We use expensive robot data only for the most challenging section of the task, and rely on non-robot data wherever possible. The result is a policy that is robust and generalizable, yet very precise.
All videos are sped up.Using natural-language prompts, the robot solves a very long-horizon sequence of challenging high-precision tasks in a changing and cluttered scene — using robot data only where necessary to achieve the required precision. For the rest of the motion, we rely on simple motion planning including collision avoidance.
We never collected any data in this specific scene!
Abstract
Learned policies trained end-to-end on large datasets often remain brittle in high-precision tasks and struggle with generalization. We find that these limitations largely stem from a lack of structure and focus in data collection. Our key insight is to leverage dense data collection only for the critical, contact-rich segment of a task and to rely on traditional planning during simple free-space motion.
We propose an automated data-collection scheme combined with offline deep reinforcement learning for the critical segment — eliminating reliance on a teleoperator's skill and on online policy updates. Across four challenging real-world tasks, using only 2–2.5 h of autonomous data collection, we achieve an average success rate of 96%, compared to the strongest baseline at 55%. Notably, performance remains high in out-of-distribution scenarios where end-to-end approaches struggle.
Robustness & Generalization
Robot data and learning are only used where absolutely required to achieve the necessary precision for our tasks. This approach allows the policy to achieve the required precision while generalizing to entirely novel scenes — settings where end-to-end policies typically fail.
Our method generalizes across dimensions: scene-level distractors (objects and backgrounds), target object location, pick-up object location, collision avoidance, dynamic grasping from a human hand, and sequential task compositions.
Method
Rollouts · Our Method
The key is to leverage dense data collection at the difficult segment, so that the policy never goes out-of-distribution for that part of the task. Success rates below are measured over 50 trials per task.
In the paper, we show that learning with offline DRL from densely collected data is required to achieve high success rates!
(Almost) Autonomous Data Collection
We show that dense data collection through explorative offline DRL is required to achieve high success rates for our tasks. Operator intervention is only required for resetting the scene in some tasks.
All the policies above are deployed using data collected from the setups shown below!
The scene is calibrated using a single human demonstration from kinesthetic teaching. Operator intervention during data collection is only required for resetting the scene for some tasks.
Baselines
The same high-precision and out-of-distribution tasks cause strong end-to-end baselines to fail — they lack precision at the contact segment and break down under distractors. Further, our method naturally provides a success classification through Q-function evaluation.
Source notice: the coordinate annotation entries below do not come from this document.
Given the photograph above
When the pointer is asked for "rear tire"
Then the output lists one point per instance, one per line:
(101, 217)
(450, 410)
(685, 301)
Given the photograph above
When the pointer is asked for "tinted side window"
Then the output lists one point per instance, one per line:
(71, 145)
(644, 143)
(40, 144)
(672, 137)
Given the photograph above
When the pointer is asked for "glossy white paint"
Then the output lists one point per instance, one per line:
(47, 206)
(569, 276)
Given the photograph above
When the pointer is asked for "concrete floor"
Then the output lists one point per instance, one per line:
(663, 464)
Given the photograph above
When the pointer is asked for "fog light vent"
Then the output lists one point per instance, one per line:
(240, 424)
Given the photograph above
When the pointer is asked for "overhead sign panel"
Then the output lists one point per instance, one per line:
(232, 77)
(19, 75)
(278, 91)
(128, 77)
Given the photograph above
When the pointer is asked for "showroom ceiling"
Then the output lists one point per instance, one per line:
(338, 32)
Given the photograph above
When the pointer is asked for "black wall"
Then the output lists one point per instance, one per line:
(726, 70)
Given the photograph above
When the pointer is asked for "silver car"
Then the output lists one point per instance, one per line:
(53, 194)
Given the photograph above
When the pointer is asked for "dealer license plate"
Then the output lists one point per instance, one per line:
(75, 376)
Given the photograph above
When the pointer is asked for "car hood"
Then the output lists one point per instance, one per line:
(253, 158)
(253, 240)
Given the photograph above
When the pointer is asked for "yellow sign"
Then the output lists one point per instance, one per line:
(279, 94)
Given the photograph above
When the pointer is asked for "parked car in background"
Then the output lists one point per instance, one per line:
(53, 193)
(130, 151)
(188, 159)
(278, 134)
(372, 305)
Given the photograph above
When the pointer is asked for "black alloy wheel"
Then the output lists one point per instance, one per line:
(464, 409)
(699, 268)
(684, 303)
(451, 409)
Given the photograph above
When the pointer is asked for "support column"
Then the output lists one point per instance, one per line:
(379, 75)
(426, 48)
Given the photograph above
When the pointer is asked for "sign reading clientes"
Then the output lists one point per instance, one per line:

It is not clear whether simple scaling of end-to-end data collection is practical or solves the performance gap!
For instance, end-to-end policies fail to correctly detect target objects and instead grasp a similar-looking object (bottom right). End-to-end policies need much training data to avoid such failure cases, whereas other models trained without any robot data — such as SAM3 for object detection — are far more robust by default.